Self-released, it’s clear that BH doesn’t want to relinquish their creative control and are happy to go it alone, without the backing of a label. “We had a few offers but nothing was nowhere near as inspiring as doing it ourselves and licensing it to people who we have found to be super passionate.”

“It’s not the story where every major label offered us a deal and we turned them all down to stay independent”

“it was more of a case that no one was passionate enough for it or for us. It didn’t feel like anyone had the astuteness, priority narrative that we wanted. There’s no way I’m going sign to a major label unless we are a priority artist because you are just going to fall down the track that most bands go down.”

From the wonderfully cinematic storytelling in their videos to their diverse range of merch, Black Honey do things their own way. “[I find the visual side of things] so easy, writing songs is really hard. Everyone is always like your art direction is really good and you make all these sick videos and I say – it’s writing the song that’s the hard bit.”

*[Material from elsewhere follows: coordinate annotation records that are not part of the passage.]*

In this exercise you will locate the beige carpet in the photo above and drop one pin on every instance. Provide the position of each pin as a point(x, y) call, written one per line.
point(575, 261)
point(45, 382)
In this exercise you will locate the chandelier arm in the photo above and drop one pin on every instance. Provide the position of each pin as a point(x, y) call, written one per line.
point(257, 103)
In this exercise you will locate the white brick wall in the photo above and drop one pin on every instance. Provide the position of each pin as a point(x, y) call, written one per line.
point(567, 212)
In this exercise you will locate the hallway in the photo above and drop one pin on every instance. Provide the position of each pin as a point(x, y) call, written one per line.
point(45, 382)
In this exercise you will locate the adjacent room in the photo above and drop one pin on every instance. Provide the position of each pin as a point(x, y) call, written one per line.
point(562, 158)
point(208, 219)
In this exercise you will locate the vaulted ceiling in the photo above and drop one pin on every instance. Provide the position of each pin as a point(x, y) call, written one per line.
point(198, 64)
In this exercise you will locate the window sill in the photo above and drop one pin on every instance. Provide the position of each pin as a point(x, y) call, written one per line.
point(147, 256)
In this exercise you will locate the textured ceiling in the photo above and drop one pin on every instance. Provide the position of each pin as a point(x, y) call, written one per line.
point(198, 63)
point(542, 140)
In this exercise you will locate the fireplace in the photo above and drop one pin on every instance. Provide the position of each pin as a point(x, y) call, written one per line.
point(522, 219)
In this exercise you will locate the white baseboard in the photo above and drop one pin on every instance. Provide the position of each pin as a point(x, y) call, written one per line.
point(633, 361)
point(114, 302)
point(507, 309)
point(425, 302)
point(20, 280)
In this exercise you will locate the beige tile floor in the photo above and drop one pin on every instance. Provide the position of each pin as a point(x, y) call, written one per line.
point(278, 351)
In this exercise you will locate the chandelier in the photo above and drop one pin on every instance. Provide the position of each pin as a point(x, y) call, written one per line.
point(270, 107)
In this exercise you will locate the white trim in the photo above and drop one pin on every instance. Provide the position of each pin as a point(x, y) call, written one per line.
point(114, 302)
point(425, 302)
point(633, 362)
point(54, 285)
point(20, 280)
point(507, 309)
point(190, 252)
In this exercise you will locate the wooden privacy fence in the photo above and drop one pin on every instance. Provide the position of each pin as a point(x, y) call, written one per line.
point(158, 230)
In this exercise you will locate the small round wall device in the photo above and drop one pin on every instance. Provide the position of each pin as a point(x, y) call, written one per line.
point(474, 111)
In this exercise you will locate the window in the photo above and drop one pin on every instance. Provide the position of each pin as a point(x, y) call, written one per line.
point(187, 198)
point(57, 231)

“The visuals and aesthetic are so easy because I see in my head when I’m writing a song. When I wrote ‘Midnight’ I had Saturday Night Fever in my head and I just thought I’m going to write a story around Saturday Night Fever.”

During a time of year when we’re all too happy to hibernate, it’s worth following the squalling guitars, vivid colours and cinematic vignettes on Black Honey’s “official biggest UK headline tour to date”.

“I won’t be giving a shit. I just want to lose it and let go. I just mainly want to be a weirdo on a stage that people can relate to. You can expect lots of songs from the new album, singing along, screaming, crowd surfing, badly behaved antics, drinking, partying and let’s all just get lost in ourselves.”

Catch Black Honey on the 21st October 2018 at Manchester Academy.